Beguines, tertiaries, penitents, "quasi-religious women"...a hundred names, some of which were slurs as often as they were descriptors. Johannes Nider, one of the men who laid out the roadmap for witch hysteria and persecution--definitely a man who found ways to Put Things In Categories--basically threw up his hands and gave up when it came to independent religious women, or as John Van Engen translates his confusion, "lay people living as religious in the world" (three contradictions in one).
This is important for our case because women that our sources refer to as beguines could own their own houses, or co-own them with other beguines, and even have their children living with them. They could take temporary vows, not just permanent ones.
Or they could live stricter religious lives. Margaretha Beutler von Kenzingen technically lost her husband to, well, being executed, not war. Afterwards, she deposited her daughter Magdalena at a nearby Franciscan convent and went off to live an independent holy life. (Beutler ends up joining the sometime-rival Dominican order, which later causes some fireworks between the two). The rather creeptastic Augustinian friar Konrad Kügelin essentially inherited care of one artisan widow's teenage daughter and son when she decided to retire to a convent rather than seeking remarriage.
Independent religious life was certainly not an option for all widows, and we can imagine that most would not have wanted it regardless of whether they had the resources, freedom, and lack of social pressure.
Throughout this answer, I've been pretty blase about the whole "lost her husband" thing. In fact, medieval people absolutely fell in love, and absolutely went through desperate times when they lost a spouse. We shouldn't ignore women's needs and responses in this area. I've written before on AskHistorians about non-familial emotional support networks[3] available to young medieval women, some of which would apply to young village widows.
Comment by bushido216 at 01/01/2020 at 03:34 UTC
85 upvotes, 1 direct replies
Why is this news "the best"? As opposed to a husband with a debilitating injury? Or from coming back at all? Were young widows at an advantage in terms of owning assets to be brought into a marriage?
Thanks. I'm mostly trying to figure out why widowhood is preferable to the husband returning home. Thanks.

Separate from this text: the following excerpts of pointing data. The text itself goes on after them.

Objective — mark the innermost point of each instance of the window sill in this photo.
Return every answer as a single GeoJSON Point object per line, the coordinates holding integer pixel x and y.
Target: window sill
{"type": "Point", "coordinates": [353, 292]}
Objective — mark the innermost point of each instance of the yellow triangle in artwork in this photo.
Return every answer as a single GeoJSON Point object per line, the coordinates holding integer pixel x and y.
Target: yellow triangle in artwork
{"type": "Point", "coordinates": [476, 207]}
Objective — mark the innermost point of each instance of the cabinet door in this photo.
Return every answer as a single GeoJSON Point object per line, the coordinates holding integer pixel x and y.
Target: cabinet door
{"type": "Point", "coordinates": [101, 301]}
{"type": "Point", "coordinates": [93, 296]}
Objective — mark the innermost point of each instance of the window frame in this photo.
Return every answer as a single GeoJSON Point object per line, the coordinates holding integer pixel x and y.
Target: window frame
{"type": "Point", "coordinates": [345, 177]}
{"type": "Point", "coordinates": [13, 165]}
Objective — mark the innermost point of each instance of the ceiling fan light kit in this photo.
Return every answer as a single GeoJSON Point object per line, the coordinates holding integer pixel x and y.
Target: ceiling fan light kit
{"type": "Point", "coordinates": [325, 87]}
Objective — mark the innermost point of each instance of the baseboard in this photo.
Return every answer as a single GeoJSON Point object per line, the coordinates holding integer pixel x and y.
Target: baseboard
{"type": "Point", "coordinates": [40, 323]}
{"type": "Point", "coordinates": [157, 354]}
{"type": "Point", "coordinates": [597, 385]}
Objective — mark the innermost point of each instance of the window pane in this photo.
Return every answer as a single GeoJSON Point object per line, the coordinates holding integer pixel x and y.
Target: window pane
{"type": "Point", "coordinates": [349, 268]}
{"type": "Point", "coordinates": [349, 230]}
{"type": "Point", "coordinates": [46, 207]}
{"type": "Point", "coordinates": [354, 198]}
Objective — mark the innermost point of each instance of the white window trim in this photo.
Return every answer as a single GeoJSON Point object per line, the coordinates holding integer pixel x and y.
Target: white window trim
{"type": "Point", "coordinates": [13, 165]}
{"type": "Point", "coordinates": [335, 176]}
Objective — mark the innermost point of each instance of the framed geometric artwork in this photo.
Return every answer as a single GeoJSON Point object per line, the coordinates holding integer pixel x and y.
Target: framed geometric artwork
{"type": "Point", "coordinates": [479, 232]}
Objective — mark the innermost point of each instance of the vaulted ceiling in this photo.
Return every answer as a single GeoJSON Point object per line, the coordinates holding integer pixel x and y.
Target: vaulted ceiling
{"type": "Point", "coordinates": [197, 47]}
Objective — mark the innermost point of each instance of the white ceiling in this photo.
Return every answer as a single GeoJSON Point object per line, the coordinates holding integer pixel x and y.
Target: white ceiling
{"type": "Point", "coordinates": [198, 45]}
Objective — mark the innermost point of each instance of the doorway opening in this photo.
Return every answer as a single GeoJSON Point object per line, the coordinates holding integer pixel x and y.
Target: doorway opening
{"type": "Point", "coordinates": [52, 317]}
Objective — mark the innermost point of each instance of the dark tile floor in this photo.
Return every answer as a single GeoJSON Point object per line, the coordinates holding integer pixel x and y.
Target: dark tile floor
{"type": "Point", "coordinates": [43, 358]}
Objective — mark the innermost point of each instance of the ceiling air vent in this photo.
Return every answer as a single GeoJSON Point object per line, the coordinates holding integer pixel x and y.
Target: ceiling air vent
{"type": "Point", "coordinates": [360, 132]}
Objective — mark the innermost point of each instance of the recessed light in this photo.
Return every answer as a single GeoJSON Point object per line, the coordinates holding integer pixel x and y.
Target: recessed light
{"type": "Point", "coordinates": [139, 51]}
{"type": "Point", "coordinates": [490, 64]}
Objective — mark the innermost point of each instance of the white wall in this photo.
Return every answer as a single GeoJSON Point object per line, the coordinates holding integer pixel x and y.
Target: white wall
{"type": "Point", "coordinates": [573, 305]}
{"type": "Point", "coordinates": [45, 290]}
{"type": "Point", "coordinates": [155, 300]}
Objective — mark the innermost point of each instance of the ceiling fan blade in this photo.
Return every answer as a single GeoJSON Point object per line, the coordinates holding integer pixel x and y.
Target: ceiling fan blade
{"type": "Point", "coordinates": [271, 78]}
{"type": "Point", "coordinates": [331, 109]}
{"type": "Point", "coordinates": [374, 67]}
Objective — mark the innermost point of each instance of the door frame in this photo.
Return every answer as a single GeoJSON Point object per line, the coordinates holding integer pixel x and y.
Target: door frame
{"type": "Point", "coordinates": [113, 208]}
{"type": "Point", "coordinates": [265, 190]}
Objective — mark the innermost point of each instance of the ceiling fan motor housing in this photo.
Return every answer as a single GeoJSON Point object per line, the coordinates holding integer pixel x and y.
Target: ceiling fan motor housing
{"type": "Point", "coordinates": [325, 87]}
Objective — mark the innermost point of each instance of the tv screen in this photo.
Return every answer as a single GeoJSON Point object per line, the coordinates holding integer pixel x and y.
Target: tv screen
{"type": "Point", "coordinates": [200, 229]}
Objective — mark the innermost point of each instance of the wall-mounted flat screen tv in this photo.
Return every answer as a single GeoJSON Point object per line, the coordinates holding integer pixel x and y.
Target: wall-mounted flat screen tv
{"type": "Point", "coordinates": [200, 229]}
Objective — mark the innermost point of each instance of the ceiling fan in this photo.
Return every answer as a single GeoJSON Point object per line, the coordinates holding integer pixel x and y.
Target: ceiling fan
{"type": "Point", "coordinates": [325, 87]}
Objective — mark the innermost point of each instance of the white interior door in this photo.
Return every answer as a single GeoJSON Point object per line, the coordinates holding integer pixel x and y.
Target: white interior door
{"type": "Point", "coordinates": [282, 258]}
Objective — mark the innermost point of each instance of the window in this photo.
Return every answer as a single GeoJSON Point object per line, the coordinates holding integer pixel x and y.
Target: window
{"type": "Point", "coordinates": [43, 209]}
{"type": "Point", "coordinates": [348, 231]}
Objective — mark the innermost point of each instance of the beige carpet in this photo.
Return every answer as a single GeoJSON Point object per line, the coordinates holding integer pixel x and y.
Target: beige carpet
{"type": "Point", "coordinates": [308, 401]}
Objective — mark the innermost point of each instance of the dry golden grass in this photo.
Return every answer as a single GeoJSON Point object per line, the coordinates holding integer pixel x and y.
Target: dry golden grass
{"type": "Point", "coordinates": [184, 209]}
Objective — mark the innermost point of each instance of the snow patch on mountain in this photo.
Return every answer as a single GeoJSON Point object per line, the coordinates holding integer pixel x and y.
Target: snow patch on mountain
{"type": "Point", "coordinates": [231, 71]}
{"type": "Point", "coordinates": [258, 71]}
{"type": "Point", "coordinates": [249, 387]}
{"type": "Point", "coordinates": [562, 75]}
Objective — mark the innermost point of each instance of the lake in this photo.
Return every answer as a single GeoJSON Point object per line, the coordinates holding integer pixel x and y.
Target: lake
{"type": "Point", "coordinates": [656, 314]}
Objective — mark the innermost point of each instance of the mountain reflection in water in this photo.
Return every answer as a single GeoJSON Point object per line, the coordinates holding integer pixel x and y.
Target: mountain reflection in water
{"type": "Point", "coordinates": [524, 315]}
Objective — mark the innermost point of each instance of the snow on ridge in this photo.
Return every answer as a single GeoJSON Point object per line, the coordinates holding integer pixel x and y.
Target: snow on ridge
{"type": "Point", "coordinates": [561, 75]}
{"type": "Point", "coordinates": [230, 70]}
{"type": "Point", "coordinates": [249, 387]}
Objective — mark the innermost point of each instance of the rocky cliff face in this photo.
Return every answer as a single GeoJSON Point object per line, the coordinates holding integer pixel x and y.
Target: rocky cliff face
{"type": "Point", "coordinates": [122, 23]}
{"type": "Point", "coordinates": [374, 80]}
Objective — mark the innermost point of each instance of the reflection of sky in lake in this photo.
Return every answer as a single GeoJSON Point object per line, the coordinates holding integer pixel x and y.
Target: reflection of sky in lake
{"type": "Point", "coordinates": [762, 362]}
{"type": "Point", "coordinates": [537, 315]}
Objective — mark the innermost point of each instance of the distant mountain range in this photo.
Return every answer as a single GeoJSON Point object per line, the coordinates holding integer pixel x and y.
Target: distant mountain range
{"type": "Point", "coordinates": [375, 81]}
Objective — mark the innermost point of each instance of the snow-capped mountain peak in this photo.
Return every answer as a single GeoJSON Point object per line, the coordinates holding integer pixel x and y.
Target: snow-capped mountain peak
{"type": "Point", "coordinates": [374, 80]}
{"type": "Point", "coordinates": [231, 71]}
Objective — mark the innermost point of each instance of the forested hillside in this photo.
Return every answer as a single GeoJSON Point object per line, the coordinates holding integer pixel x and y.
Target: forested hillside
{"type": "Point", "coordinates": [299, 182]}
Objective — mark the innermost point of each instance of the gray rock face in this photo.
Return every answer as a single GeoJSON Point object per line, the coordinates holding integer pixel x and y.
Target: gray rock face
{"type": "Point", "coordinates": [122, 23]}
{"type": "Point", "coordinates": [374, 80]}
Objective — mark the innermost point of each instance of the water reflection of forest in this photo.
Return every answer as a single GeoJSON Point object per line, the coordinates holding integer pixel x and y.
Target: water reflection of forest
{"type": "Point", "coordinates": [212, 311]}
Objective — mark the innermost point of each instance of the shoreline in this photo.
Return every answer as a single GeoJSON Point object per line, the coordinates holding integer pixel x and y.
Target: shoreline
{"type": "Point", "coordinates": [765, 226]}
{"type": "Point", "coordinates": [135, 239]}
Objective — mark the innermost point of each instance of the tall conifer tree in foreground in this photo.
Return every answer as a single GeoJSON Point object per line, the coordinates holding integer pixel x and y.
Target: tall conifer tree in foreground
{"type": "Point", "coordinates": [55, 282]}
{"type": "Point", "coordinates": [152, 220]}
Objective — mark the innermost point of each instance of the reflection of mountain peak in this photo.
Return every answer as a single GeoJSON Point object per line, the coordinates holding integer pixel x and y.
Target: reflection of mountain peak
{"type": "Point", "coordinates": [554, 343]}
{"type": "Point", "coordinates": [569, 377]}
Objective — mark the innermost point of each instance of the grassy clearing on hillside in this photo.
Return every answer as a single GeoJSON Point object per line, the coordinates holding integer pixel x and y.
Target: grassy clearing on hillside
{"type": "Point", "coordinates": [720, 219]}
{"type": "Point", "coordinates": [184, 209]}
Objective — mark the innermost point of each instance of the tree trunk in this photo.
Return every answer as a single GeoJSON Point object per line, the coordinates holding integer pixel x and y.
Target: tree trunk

Comment by historibro at 01/01/2020 at 03:28 UTC
69 upvotes, 1 direct replies
Do you have a source you can recommend?
Comment by Tatem1961 at 01/01/2020 at 05:08 UTC
32 upvotes, 1 direct replies
and in Spain, nuns enslaved women as well
Can you tell me more about this?
Comment by oneeighthirish at 01/01/2020 at 06:39 UTC
20 upvotes, 1 direct replies
The rather creeptastic Augustinian friar Konrad Kügelin
If you have a moment, would you please indulge my curiosity about what made this man "creeptastic"? A cursory google search revealed only to me that he was the hagiographer of Elisabeth Achler, and that he seemed to bend the truth a bit.
Comment by dontgettooreal at 01/01/2020 at 13:24 UTC
5 upvotes, 0 direct replies
Such an excellent read. Thank you for all of that. Many questions arise, but here's my most burning:
What made Augustinian friar Konrad Kügelin so creeptastic?
Comment by sharabi_bandar at 01/01/2020 at 04:06 UTC
12 upvotes, 0 direct replies
Wow this is a great answer thank you
Comment by Redthrist at 01/01/2020 at 11:38 UTC
3 upvotes, 0 direct replies
Joining a convent...hm, probably less of an option for the social class we are talking about
I was always under the impression that convents were an option for everyone. Is it not true? Did you have to wealthy to become a nun?
Comment by mogrim at 01/01/2020 at 15:55 UTC
1 upvotes, 0 direct replies
in Spain, nuns enslaved women as well
Have you got any more information on this?
Comment by Thesmartguava at 07/01/2020 at 02:16 UTC
1 upvotes, 0 direct replies
I have a question. You note that second marriages were socially and economically beneficial for women, even those who were already married. Why is that the case?